More was first educated by her father and then at the girls’ boarding school he had established in Bristol, where she would later teach. She was a friend of Elizabeth Montagu and Joshua Reynolds, as well as Johnson and Wilberforce. ‘As a consequence of her celebrity as a woman writer copies of her Strictures on the Modern System of Female Education ... rushed off the shelves; seven editions were printed in the first year alone. In her review of her contemporary attitudes towards female education she criticized both Jean-Jacques Rousseau's doctrine of sensibility, which turned women into creatures of mere sentiment, and Mary Wollstonecraft's belief in female rights, which encouraged women to adopt an aggressive independence; she proposed that women should be educated neither as Circassians nor as Amazons but as Christians’ (ODNB).

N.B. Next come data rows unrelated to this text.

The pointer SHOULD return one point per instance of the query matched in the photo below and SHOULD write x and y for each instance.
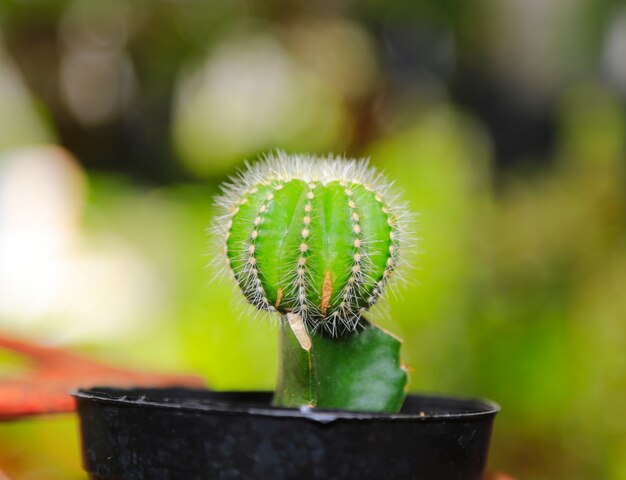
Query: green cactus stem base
(359, 371)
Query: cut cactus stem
(316, 240)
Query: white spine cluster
(271, 173)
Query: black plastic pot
(167, 434)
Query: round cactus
(319, 238)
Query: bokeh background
(504, 121)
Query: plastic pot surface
(187, 434)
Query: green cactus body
(318, 241)
(321, 247)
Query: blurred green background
(504, 122)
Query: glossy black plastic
(170, 434)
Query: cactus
(317, 241)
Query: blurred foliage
(503, 122)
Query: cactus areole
(316, 240)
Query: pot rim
(476, 407)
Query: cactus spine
(314, 238)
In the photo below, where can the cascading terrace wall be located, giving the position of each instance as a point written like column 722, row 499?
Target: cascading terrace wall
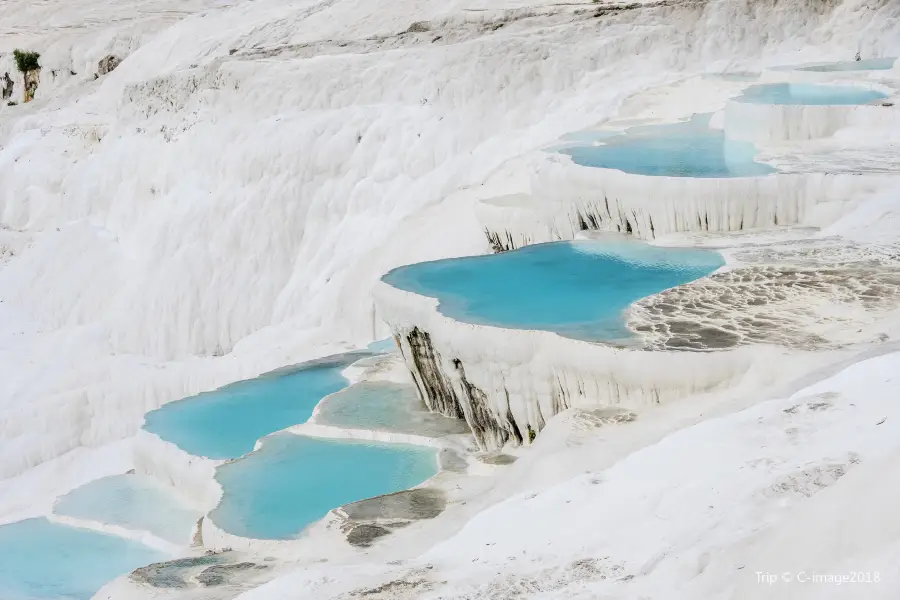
column 506, row 382
column 568, row 199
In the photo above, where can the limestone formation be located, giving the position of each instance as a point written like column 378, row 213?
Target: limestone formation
column 6, row 86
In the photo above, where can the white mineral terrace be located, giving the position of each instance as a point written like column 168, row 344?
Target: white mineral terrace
column 194, row 192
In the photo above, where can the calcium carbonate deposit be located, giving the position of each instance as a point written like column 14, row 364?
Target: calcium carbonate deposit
column 656, row 356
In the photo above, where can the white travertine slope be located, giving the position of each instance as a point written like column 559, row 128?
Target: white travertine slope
column 224, row 201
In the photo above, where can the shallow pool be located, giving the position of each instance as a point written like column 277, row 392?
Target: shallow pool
column 577, row 289
column 293, row 481
column 385, row 406
column 132, row 501
column 686, row 149
column 808, row 94
column 870, row 64
column 40, row 560
column 226, row 423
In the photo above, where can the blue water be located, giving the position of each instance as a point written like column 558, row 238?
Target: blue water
column 40, row 560
column 385, row 406
column 131, row 501
column 226, row 423
column 293, row 481
column 577, row 289
column 806, row 94
column 687, row 149
column 870, row 64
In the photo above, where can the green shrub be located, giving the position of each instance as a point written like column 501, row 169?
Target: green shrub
column 26, row 61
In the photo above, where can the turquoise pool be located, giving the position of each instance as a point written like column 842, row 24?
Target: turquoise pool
column 577, row 289
column 40, row 560
column 226, row 423
column 808, row 94
column 686, row 149
column 134, row 502
column 293, row 481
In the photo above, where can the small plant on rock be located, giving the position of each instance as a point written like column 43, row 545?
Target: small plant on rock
column 27, row 61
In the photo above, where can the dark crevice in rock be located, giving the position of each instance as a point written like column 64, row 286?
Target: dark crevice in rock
column 6, row 86
column 463, row 400
column 434, row 387
column 481, row 421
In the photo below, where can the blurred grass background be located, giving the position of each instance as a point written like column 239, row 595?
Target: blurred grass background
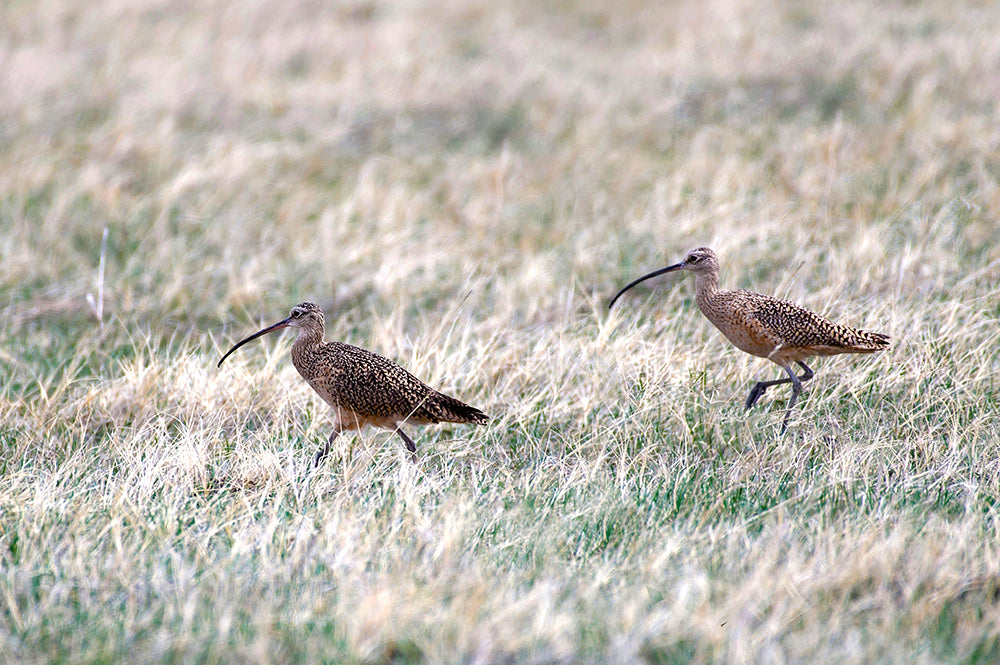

Provenance: from the library of Mary Hill (née Sandys, 1764–1836), Marchioness of Downshire and later Baroness Sandys, a wealthy heiress, society hostess and literary patron, widow of the politician Arthur Hill. Raised by her uncle, one of Samuel Johnson’s ‘Streatham worthies’, she became a friend of both the Prince of Wales and Mrs Fitzherbert, and once entertained the Prince for four days at the family seat of Ombersley. She built up a fine collection of contemporary fiction, mostly by women, to add to the family library, and took great care over the education of her children following the premature death of her husband.